Joyce feared his sexual feelings for Lucia and imposed his neurosis onto Bloom and Milly. For Bloom, Milly is Molly persistent in adoring him. Milly wars against her mother who is now calloused against her father. Lucia also fights Nora’s suppression of too-soon sexuality. The author concocts a rationalization where Milly is a mere extension of Molly and, therefore, an extension of Bloom’s devotion for his wife. Through his art, Joyce excused himself for his urges toward Lucia if she is merely a projection of a younger version of Nora. Pot scaled or not. This tea is weak.
These words and music are played again early in Joyce’s Poems Penyeach (“A Flower Given to My Daughter”). Joyce concludes, saying: “In gentle eyes thou veilest/My blueveined child.” In shared consciousness, an understanding of threatened innocence passes from Amalia to Lucia.

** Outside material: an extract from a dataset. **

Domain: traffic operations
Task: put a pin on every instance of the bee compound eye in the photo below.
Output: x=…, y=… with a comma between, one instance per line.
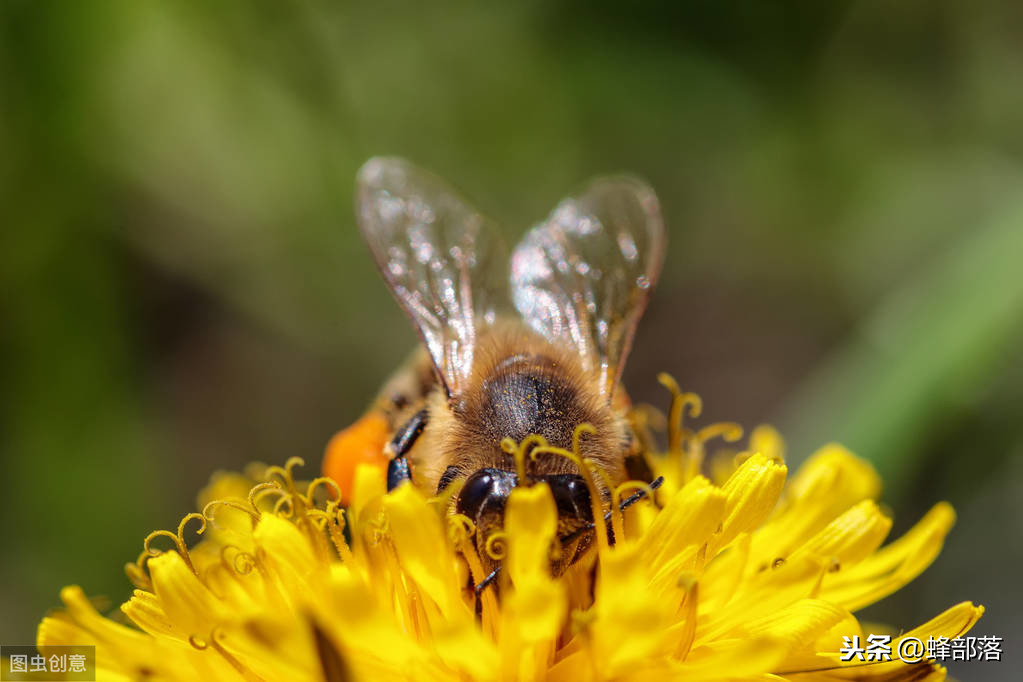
x=571, y=496
x=482, y=489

I clearly remember my first sight of fractiled blue veins on my infant daughter’s temples and arms. The blue crossed from my eyes to the child’s pulse first in enormous pride and wonder, followed by a weight of crushing responsibility. Joyce’s first responsibility attends his art rather than his child, so Joyce pulls Lucia away from the dance she loved and pushed her toward more “academic” studies. Her mistreatment was not sexual but a corruption of artistic egotism, prompted by Joyce’s belief that his art existed as a force separate from himself. For Joyce, the blue veins host his art, not Lucia’s unique and original spark.
don ward July 7, 2020, appended November 6, 2021
Joyce’s complete text of Giacomo Joyce at
https://postarchive.files.wordpress.com/2015/03/joyce-james-giacomo-joyce-faber-faber-1968.pdf
Don, this image is beautiful. Powerful! ‘I clearly remember my first sight of fractiled blue veins on my infant daughter’s temples and arms. The blue crossed from my eyes to the child’s pulse first in enormous pride and wonder, followed by a weight of crushing responsibility.’